Em réplica (fls. 639 a 645), a autora sustentou que as transcrições destacadas pelo réu são parciais e não permitem conhecer o juízo e a avaliação dos factos que fez na sentença penal, percutindo que apenas se serviu dos elementos do processo e se limitou a, com a liberdade que lhe é permitida ao fazer o respectivo exame crítico, sobre eles ajuizar no exercício da sua função, tarefa que se não limita à mera reprodução mecânica dos depoimentos ouvidos. Ao assumir como suas as declarações referidas pelas notícias, designadamente as prestadas à E…, o réu contribuiu para a respectiva publicação e para os comentários e intervenções surgidos. Refuta as intenções e comportamento que, em relação à sua pessoa, ele lhe atribui na contestação.

Após saneador, foi seleccionada a matéria de facto considerada relevante, já assente e controvertida – acto de que reclamou o réu, com parcial deferimento.

Realizada a audiência de julgamento, foi, em 28-04-2014, proferida sentença (fls. 1927 a 1963) que culminou na decisão de julgar “parcialmente procedente o pedido formulado pela Autora…, condenando o Réu … a pagar-lhe a quantia de €16.000,00 (dezasseis mil euros), acrescida de juros de mora…; parcialmente improcedente o pedido formulado pela Autora, absolvendo o Réu da sua parte restante.” O réu não se conformou e interpôs recurso para esta Relação, concluindo assim as suas alegações: “C) DAS CONCLUSÕES C1) MATÉRIA DE FACTO 1ª) A matéria julgada provada constante do ponto 15. dos factos provados é claramente conclusiva, pelo que deve ser considerada não escrita (artigo 607º nº 3 do Código de Processo Civil).

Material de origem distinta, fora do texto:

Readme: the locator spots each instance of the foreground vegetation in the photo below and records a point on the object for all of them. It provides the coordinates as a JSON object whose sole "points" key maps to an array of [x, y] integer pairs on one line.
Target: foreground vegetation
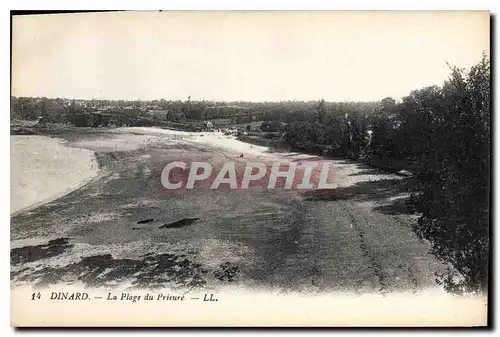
{"points": [[440, 134]]}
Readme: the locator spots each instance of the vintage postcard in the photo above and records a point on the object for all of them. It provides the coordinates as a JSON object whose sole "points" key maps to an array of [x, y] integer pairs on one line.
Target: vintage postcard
{"points": [[250, 168]]}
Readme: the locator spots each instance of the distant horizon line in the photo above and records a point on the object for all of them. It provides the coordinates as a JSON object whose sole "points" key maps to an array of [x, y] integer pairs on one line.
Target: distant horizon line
{"points": [[210, 100]]}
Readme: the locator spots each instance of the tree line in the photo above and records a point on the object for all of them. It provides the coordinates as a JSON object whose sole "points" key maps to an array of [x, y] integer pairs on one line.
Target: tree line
{"points": [[442, 135]]}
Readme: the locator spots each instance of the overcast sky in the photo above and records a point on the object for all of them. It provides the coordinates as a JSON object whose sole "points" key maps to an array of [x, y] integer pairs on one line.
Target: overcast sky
{"points": [[254, 56]]}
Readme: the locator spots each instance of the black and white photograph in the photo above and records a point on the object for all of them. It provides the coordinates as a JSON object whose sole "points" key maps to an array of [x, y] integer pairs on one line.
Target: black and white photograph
{"points": [[250, 168]]}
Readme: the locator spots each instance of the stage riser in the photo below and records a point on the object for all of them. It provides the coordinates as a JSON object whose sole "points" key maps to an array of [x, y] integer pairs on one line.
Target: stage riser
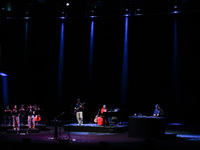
{"points": [[5, 128], [96, 129]]}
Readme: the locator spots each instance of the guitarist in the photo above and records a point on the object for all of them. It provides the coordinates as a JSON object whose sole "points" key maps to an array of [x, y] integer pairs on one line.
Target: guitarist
{"points": [[79, 112]]}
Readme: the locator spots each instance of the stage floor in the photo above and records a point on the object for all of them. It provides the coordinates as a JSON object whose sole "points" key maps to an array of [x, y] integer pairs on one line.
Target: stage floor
{"points": [[96, 128], [97, 140]]}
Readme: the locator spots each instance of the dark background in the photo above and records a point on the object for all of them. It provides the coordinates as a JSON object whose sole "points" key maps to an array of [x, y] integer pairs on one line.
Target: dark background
{"points": [[33, 70]]}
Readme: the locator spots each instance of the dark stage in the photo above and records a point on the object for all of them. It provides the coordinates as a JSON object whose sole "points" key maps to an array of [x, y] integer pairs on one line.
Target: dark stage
{"points": [[176, 137], [127, 54]]}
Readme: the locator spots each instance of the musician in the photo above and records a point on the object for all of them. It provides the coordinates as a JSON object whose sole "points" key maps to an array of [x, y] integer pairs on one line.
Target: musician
{"points": [[105, 119], [79, 112], [22, 113], [15, 116], [31, 121], [158, 112], [37, 114], [7, 116]]}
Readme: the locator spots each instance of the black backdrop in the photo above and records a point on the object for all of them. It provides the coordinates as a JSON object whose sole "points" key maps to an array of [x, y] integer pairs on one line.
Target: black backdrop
{"points": [[33, 71]]}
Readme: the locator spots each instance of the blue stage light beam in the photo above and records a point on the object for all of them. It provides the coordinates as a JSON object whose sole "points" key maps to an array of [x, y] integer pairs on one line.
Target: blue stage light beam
{"points": [[26, 41], [61, 60], [91, 54], [124, 76], [5, 89], [175, 63]]}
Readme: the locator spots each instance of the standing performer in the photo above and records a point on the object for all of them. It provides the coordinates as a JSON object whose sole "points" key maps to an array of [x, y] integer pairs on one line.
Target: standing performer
{"points": [[15, 116], [7, 116], [105, 119], [31, 121], [79, 112], [22, 112]]}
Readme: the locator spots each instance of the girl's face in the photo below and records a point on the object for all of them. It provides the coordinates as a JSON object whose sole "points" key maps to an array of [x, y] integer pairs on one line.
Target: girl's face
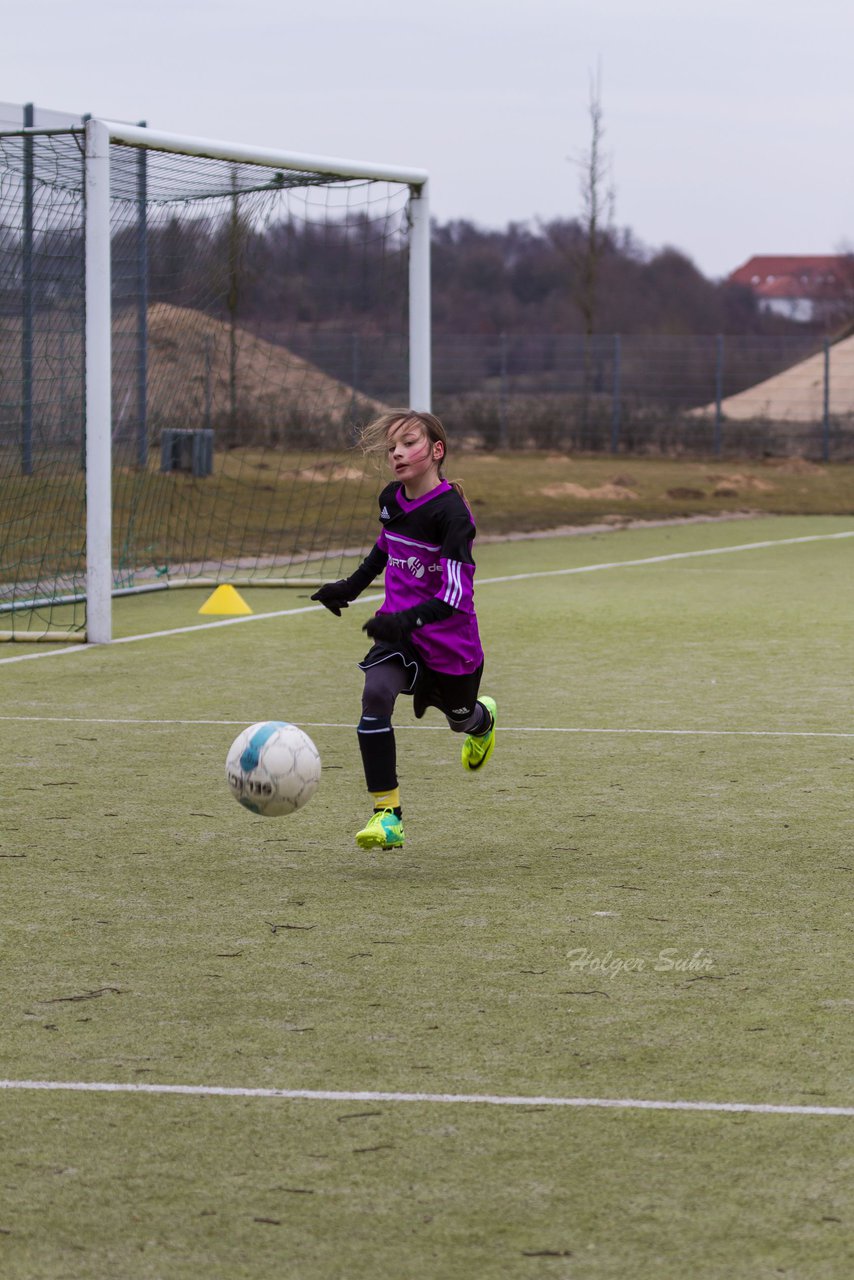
{"points": [[414, 458]]}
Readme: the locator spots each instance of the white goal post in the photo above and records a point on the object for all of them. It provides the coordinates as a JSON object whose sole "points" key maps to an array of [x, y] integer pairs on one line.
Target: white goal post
{"points": [[97, 366]]}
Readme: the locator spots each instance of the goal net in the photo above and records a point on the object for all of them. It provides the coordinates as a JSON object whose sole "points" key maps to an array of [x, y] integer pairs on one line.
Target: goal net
{"points": [[191, 336]]}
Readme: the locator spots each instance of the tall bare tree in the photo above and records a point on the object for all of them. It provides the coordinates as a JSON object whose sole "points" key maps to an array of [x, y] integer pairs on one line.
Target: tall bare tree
{"points": [[597, 209]]}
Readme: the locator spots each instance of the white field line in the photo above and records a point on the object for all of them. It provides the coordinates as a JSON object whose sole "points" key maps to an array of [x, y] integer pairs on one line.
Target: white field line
{"points": [[442, 728], [482, 581], [496, 1100]]}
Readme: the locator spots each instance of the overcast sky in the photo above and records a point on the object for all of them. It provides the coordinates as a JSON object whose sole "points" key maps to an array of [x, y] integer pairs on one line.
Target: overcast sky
{"points": [[729, 126]]}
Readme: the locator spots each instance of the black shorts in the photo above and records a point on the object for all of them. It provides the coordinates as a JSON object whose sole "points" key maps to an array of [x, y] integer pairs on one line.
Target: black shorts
{"points": [[453, 695]]}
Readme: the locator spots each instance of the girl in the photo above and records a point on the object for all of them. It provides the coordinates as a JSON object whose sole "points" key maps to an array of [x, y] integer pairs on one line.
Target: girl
{"points": [[425, 632]]}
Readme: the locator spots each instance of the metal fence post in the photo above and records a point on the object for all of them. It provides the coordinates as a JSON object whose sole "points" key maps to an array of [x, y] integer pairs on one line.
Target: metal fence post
{"points": [[502, 394], [718, 394], [27, 291], [142, 309], [826, 405], [616, 400]]}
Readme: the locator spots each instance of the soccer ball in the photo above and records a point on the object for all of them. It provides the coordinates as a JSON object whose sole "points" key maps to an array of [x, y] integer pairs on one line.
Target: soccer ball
{"points": [[273, 768]]}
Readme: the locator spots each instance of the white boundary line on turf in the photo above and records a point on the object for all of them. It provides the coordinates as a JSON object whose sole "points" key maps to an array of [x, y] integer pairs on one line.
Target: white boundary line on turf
{"points": [[496, 1100], [483, 581], [441, 728]]}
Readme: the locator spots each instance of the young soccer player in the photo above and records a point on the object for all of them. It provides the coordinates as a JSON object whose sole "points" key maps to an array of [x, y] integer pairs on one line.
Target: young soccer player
{"points": [[425, 632]]}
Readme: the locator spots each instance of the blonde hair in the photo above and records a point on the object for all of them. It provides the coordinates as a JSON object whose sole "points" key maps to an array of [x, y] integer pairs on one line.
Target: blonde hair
{"points": [[374, 437]]}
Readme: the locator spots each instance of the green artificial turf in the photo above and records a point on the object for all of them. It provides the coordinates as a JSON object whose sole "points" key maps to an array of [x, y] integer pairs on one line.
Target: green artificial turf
{"points": [[645, 895]]}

  1. ) A matéria julgada provada constante do ponto 16. dos factos provados é, também, claramente conclusiva, para além de ser vaga e imprecisa, pelo que, de igual modo, deve ser considerada não escrita (artigo 607º nº 3 do Código de Processo Civil).

  2. ) Esta ambiguidade e obscuridade da sentença torna-a ininteligível e, nessa medida, nula, o que deve ser decretado por este tribunal (artigo 615º nº 1 alínea c) do Código de Processo Civil).

  3. ) A A. referiu o seguinte na sentença mencionada em 2. dos factos provados (doc. nº 1 junto aos autos com a contestação): - Fls. 12 – Relativamente ao arguido G…, “As condições habitacionais são fracas (…) pelo estilo de vida da sua etnia (pouca higiene (…)”; - Fls. 27 – Relativamente aos arguidos de etnia cigana, “(…) são pessoas malvistas socialmente, marginais, traiçoeiras, integralmente subsídio-dependentes de um Estado (ao nível do RSI, da habitação social e dos subsídios às extensas proles) e a quem “pagam” desobedecendo e atentando contra a integridade física e moral dos seus agentes e obstaculizando às suas acções em prol da ordem, sossego e tranquilidade públicas”.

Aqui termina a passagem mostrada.